I put together what I've known all along but couldn't admit to myself. I think of the talk last night, what Pappy said, the secret handshakes. All around me are my people. All around me are violent men, killers, members of the Klan. I could run and tell Mr. Frank now so he could get the sheriff who has the warrant for Pappy's arrest, but I think, No, I cannot, should not. Already I have brought too much trouble to the Russell home.
I look down at my sleeping pappy. If I could, I would shake him awake this instant and stand before him and tell it to his face. I would say to him, Pappy? You are a killer and a thief. You have stolen so much from so many. You have taken lives. You will not steal from me. You will not steal away my life. But I c
ould never say this to his face.
I look around at all the passed-out, sleeping men in this grungy one-room house, and it's like seeing the map in Mr. Frank's schoolhouse for the first time. I see exactly where I am now, and I know what to do. I do just what Pappy would do if he were his own little girl. I bundle up some leftover cornbread and sweet potatoes in my quilt. I put on my new blue coat and tie the quilt around me so the food won't fall out. I take the asafetida bag from my pocket and hang it around my neck.
Then I step over everybody laying there on the ground and I keep stepping and stepping and stepping until I am running.

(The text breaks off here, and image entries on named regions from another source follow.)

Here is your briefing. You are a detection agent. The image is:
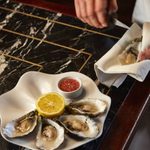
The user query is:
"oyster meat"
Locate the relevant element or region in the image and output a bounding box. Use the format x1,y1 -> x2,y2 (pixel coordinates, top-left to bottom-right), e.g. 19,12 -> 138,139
118,38 -> 142,65
66,99 -> 107,117
59,115 -> 99,138
3,111 -> 38,138
36,118 -> 64,150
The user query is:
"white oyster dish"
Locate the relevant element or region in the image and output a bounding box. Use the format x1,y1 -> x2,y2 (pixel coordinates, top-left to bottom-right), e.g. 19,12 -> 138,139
0,71 -> 111,150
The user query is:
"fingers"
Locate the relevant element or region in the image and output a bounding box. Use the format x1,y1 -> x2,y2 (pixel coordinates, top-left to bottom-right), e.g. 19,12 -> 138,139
108,0 -> 118,14
74,0 -> 110,28
95,0 -> 108,27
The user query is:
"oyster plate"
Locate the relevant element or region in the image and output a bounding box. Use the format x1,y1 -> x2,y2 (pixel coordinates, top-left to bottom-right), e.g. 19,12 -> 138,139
0,71 -> 111,150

And I keep running. I only have one plan and that plan is to get out.
You have to cross No-Bob to cross out of No-Bob and I do. I run across No-Bob and away into the piny woods where the trees sway like dancers and the hills are snakes curling their backs.
Chapter 9
Once in the woods, I walk the paths that few know, past misty fields sprayed with leftover, worn-out corn and rows of longleaf pines standing soldier straight. I say hey to the frogs and the rabbits and the birds and Mr. Snake who slithers into some sunshine to sun himself.

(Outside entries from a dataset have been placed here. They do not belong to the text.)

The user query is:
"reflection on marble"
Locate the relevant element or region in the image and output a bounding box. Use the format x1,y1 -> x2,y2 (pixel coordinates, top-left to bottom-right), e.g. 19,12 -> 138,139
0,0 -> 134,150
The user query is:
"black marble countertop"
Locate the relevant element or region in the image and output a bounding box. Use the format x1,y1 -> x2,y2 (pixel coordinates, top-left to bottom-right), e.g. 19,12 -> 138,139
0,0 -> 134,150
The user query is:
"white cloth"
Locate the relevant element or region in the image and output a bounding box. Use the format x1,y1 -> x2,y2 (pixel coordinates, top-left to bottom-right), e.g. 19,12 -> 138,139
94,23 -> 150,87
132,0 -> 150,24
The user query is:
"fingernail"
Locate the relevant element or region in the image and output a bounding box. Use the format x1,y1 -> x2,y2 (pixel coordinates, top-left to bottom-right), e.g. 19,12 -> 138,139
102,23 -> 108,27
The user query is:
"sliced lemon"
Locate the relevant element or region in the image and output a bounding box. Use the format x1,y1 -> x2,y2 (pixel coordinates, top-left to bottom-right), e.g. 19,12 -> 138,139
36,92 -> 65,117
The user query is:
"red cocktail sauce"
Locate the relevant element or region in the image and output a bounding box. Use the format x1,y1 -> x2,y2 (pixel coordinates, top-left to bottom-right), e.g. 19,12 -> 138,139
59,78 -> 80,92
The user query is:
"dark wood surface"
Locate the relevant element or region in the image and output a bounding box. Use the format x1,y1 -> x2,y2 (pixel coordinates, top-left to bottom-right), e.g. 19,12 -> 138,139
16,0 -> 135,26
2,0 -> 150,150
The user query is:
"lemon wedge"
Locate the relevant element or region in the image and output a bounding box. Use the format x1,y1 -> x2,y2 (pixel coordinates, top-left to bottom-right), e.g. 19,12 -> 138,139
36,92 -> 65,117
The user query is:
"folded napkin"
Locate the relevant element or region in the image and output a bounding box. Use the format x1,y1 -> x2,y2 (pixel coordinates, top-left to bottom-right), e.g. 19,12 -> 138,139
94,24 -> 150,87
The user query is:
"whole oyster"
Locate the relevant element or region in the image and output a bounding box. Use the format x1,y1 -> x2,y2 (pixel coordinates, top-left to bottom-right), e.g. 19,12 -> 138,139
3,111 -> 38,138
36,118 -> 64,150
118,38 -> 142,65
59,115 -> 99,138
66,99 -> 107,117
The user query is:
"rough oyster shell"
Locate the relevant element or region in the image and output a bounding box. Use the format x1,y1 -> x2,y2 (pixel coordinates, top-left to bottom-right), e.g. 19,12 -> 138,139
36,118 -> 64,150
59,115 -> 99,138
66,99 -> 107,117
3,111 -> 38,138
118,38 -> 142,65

When I need to do my business, I squat in the field like a partridge.
I keep moving to stay warm. I walk further away from the roads, to where the pines grow closer together, to where horses can't pass through. I am grateful for the shoes and the good, warm coat Mr. Frank gave me. Did he know? Did he know how I would need and use them both? I only wish I'd taken the jar of peaches. No peaches better than the ones from those two trees in front of Little Bit's house. Little Bit and Jack are two lucky people, to have all the fried chicken and peaches they can eat. Do they know their own good fortune?